While a Computerworld story based on the press release echoes the putative "safety" rationale for RFID deployment, the contractors told a different story to those within their industry: a longer, more detailed article in RFID Journal mentions "safety" only in a throwaway final sentence. It's solely about cost savings for airlines.
What's really going on here? Under intense atttack on privacy grounds (especially in the USA, where there are no general privacy laws to protect travellers and consumers against abuse of RFID data), the RFID industry is trying to exploit fears of flying that are widespead and understandable, but grossly disporportionate to actual risk , in order to scare the public into acquiescence and suppress public scrutiny of the implications of widespread, unregulated deployment of RFID tracking -- just as "aviation security" has become a magic mantra invoked against criticism of CAPPS-II and other surveillance and tracking programs, even when, as with this RFID scheme, they actually have nothing to do with any actual risk or threat.

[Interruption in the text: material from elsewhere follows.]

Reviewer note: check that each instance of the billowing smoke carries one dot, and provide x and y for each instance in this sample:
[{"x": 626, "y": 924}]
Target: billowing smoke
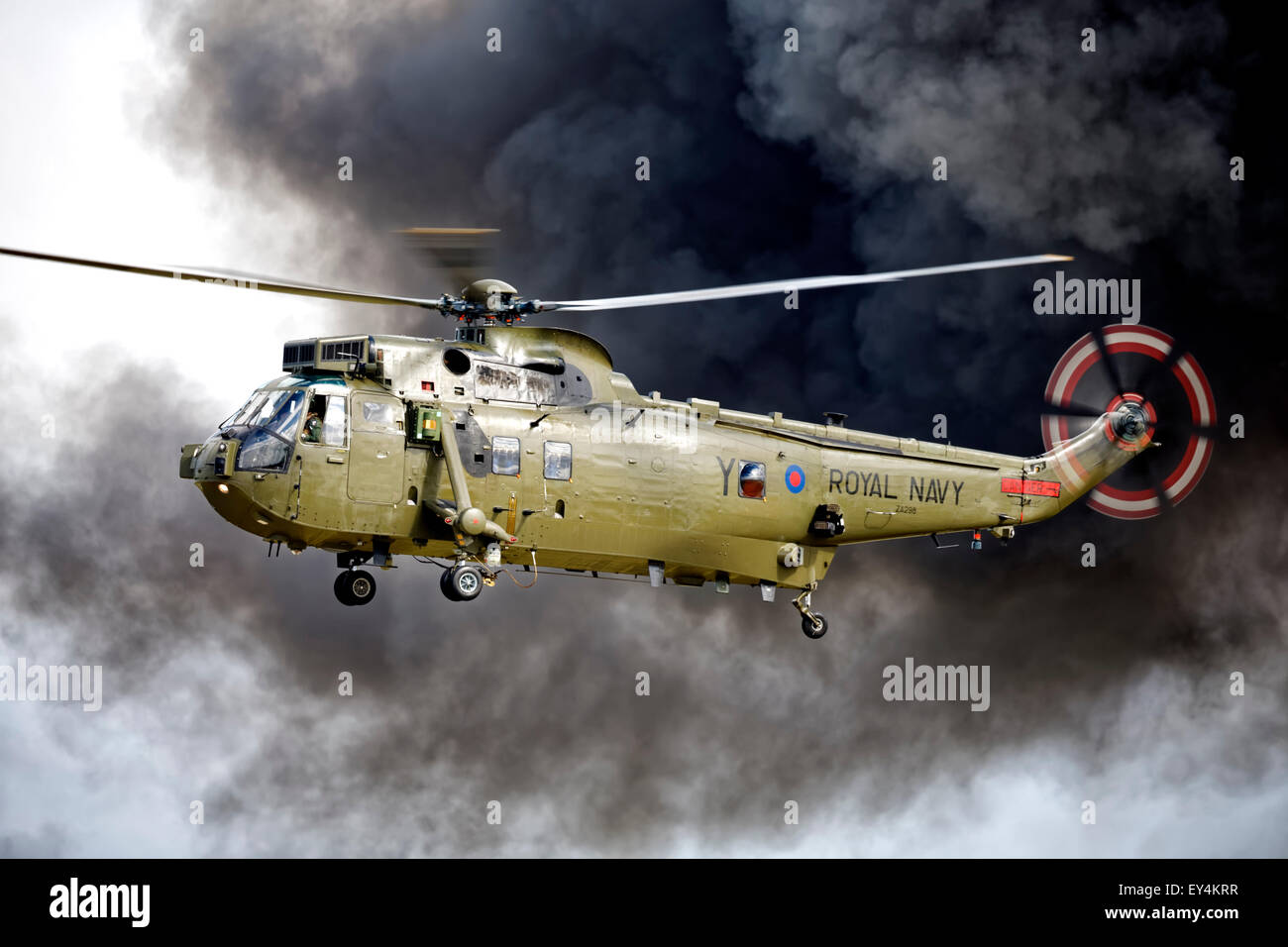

At least they're not using RFID to track passengers --yet. (That's in the next phase of plans by IATA and immigration authorities for an integrated, RFID enabled, passport/visa/e-ticket/boarding pass/frequent flyer/trusted traveller/credit/debit/ATM card.)
[Addendum, 7 November, 2003: In a similar vein of doublespeak, I got an e-mail message today from the Chief Privacy Officer of Earthlink, informing me that, unless I opt out within the next 30 days, "Earthlink plans to start buying "publicly available information about me from credit bureaus , "so we can provide new and improved products and services." Uh-huh. You need my entire credit history in order to figure out how to forward my e-mail messages for $6.95 a month? Credit files aren't really "public information" even now, and wouldn't be at all if the USA complied with global norms of privacy protection.